Friday, 28 October 2016

What will the world of Wheels be like in 30 years?

Bob Redinger, President and General Manager of Ready Honda, says, I see driver-aided cars, but I don't see them being completely autonomous. There is too much to rely on, starting with the system in the car itself.
Last month, Toronto Star Wheels observed its 30th anniversary. Yes, hard as it is to imagine, it's been 30 years since the late Dennis Morgan was asked to create a section for the SaturdayStar in which all of the automotive advertising of the day could be accommodated.
Called Wheels (after Arthur Hailey's 1971 novel about the automobile industry), it was an instant success and there was soon as much editorial content in it as there was advertising.
Over those 30 years, this section traced the evolution of cars, trucks and motorcycles. This column today is about where the world of Wheels might be going in the next 30 years.
To find out, I talked to two people involved in the retail sales industry as well as a University of Ottawa professor who is an expert on solar-powered EV charging stations.
First, Todd Bourgon, Executive Director of the Trillium Automobile Dealers Association (TADA):
Where are we going?
The question mark for me is fuel. The next big thing was supposed to be hydrogen, or propane or electricity. They're touting electricity now, but we were touting hydrogen, propane, natural gas and other sources of fuel 10 years ago and they went nowhere.
So, for me, the next 30 years will be waiting to see who invents the best way to fuel a vehicle.
Will there be as many dealers?
There were concerns that we would see fewer. The reality is that, right now, some manufacturers are adding more dealerships. There are people who say the dealerships will diminish because people will buy cars online, but I don't necessarily believe that, because if that was the case, they'd be doing that now. People will want to see the car they're going to buy.
Dealerships have changed dramatically. Where do you see that going?
It's all about the customer experience and realizing that customers have choice - and making their experience in the dealership that much more positive. At the end of the day, if you take your car in to be fixed, it's going to cost you money.

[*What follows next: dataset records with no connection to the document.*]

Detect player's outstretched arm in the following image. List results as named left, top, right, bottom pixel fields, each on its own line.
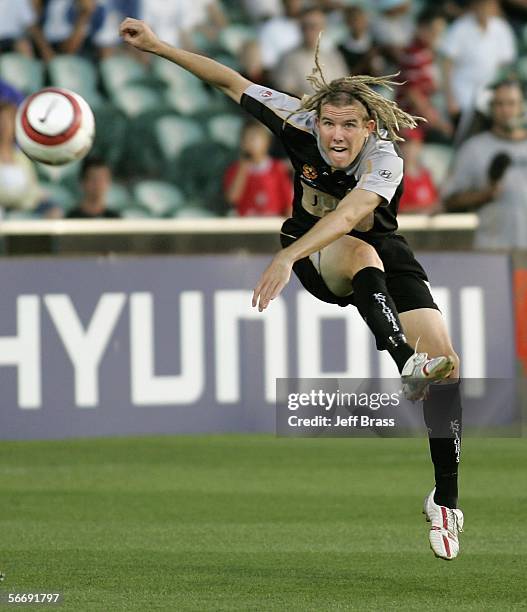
left=119, top=17, right=251, bottom=103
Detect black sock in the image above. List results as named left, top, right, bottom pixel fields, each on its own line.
left=423, top=381, right=461, bottom=508
left=351, top=267, right=414, bottom=372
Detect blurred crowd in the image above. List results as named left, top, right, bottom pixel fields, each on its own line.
left=0, top=0, right=527, bottom=248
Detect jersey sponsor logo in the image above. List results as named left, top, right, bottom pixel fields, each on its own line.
left=302, top=182, right=339, bottom=217
left=302, top=164, right=318, bottom=181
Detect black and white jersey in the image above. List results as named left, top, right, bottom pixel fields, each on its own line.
left=240, top=84, right=403, bottom=238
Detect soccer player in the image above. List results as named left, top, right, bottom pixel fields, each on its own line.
left=121, top=18, right=463, bottom=559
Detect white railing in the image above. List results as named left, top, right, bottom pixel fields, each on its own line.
left=0, top=214, right=478, bottom=236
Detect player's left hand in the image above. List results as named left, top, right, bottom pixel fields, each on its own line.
left=252, top=251, right=293, bottom=312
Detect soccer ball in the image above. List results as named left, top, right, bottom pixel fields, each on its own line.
left=15, top=87, right=95, bottom=166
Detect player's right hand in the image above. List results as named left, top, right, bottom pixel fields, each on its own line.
left=119, top=17, right=159, bottom=52
left=252, top=249, right=293, bottom=312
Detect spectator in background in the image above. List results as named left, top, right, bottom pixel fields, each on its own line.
left=373, top=0, right=414, bottom=72
left=338, top=5, right=384, bottom=76
left=33, top=0, right=104, bottom=53
left=238, top=40, right=266, bottom=85
left=258, top=0, right=302, bottom=73
left=397, top=9, right=453, bottom=140
left=441, top=0, right=517, bottom=120
left=399, top=127, right=439, bottom=213
left=0, top=0, right=53, bottom=60
left=501, top=0, right=527, bottom=36
left=272, top=8, right=348, bottom=98
left=224, top=121, right=293, bottom=217
left=443, top=81, right=527, bottom=249
left=139, top=0, right=227, bottom=49
left=0, top=99, right=40, bottom=212
left=66, top=158, right=121, bottom=219
left=242, top=0, right=283, bottom=23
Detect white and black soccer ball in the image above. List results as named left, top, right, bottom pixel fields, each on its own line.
left=16, top=87, right=95, bottom=166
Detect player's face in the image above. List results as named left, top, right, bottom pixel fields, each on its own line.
left=317, top=103, right=375, bottom=169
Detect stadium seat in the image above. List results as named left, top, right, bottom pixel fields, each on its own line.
left=164, top=85, right=212, bottom=115
left=133, top=181, right=185, bottom=217
left=151, top=56, right=203, bottom=89
left=99, top=55, right=147, bottom=95
left=515, top=56, right=527, bottom=83
left=90, top=104, right=129, bottom=169
left=154, top=115, right=205, bottom=160
left=35, top=161, right=82, bottom=184
left=421, top=144, right=453, bottom=186
left=0, top=53, right=44, bottom=94
left=106, top=182, right=132, bottom=211
left=171, top=141, right=236, bottom=214
left=207, top=113, right=243, bottom=149
left=220, top=24, right=257, bottom=55
left=113, top=85, right=165, bottom=117
left=48, top=55, right=103, bottom=107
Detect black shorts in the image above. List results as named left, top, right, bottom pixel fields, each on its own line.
left=280, top=227, right=439, bottom=312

So, the idea is to give people a positive experience, to not make it any worse for them.
I see that trend continuing and growing. I see dealerships now that are putting in cook counters, where you can have a full lunch. They have Wi-Fi, work stations, printers so you don't have to miss time from work. It's no different than the hotel industry, which is a home-away-from-home environment. Dealerships are just reflecting that.
I see that growing. We've done a good job as an industry.
Next, I called Bob Redinger, President and General Manager of Ready Honda in Mississauga who writes the Dealer's Voice column for Wheels:
Where are we going?
I see fractional ownership among millennials. They are either going to own cars and sub-rent them out or they will just rent what they need. But that will change once they have families and then the need (to own) will increase, and I think you'll see a shift back to typical ownership like we see today.
Dealerships have changed dramatically. Where do you see that going?
I see a different model. Millennials are buying things like clothing online, and they go to retailers to see the product, but then go home and order it/them online. I see that happening in our industry.
You will still have the service aspect, but that may change. It might be that servicing will be done at the consumer's convenience. You will take a mobile service to the consumer, and if it's something major, then you bring the vehicle into the shop. The example I use is that you don't take your washing machine in to have it fixed; somebody comes to fix it at your house.
What will electrification do to the automobile industry?
I see a mix. I see fuel cells and internal combustion. I think electricity is just the catalyst to get the movement going in that direction. I don't think it's the end game. It's not viable.
Autonomous cars? I see driver-aided cars, but I don't see them being completely autonomous. There is too much to rely on, starting with the system in the car itself. What if it fails? It's a skill to be able to drive. Do you want to lose that skill? I don't think so.
There is something positive about autonomous cars, though. They will be great for older generations. There won't be restrictions if you're 85 or 90 - you can still own a car and not have to worry.
Last, I talked to Prof. Hussein Mouftah, Canada Research Chair and Distinguished University Professor, School of Electrical Engineering and Computer Science, University of Ottawa.
Where are we going?
There will be more electrification of cars, whether they are taxis or shared cars. Buses will also be electrified.
More than 75 per cent of vehicles will be electrified. But not all of them will be autonomous because some people will still like to drive. I would suggest 30 to 40 per cent of vehicles in the next 30 years will be autonomous.
People who do not like to drive will participate in shared-car networks.
What will electrification do to the automobile service industry?
There will be a changing of skills and manpower. When automation was introduced, we were concerned that jobs would disappear. But the jobs did not really disappear; they just changed in nature. We have seen the Internet. There were fears that some jobs would disappear but it turned out that other jobs were created and people are now working in the Internet industry.
Jobs will be created according to the change of technology - the advancement of technology.
Will there be fuels other than electricity?
For sure. We've been talking 75 per cent electrification, but hydrogen will play a part, as will gasoline. However, if I compared the hydrogen business with the electricity business, I would say electricity will grow much faster.
What about batteries? They take up half the car these days
Batteries will become smaller, and as they get smaller, the rate of electrification will become that much faster. You might change the battery instead of charging it. And if that happens, the batteries will also be cheaper.
The Ontario government wants many more people to purchase EVs. Will the price of electricity go up for EV owners?
Not necessarily. The government is encouraging people to buy EVs, and that's why they have a rebate system. But those rebates may stop if a large number of EVs are on the road. Perhaps the attention will then turn to mass transit - buses and trains will be electrified. LRTs will be completely electrified.
And to all of the above, I say: We'll see.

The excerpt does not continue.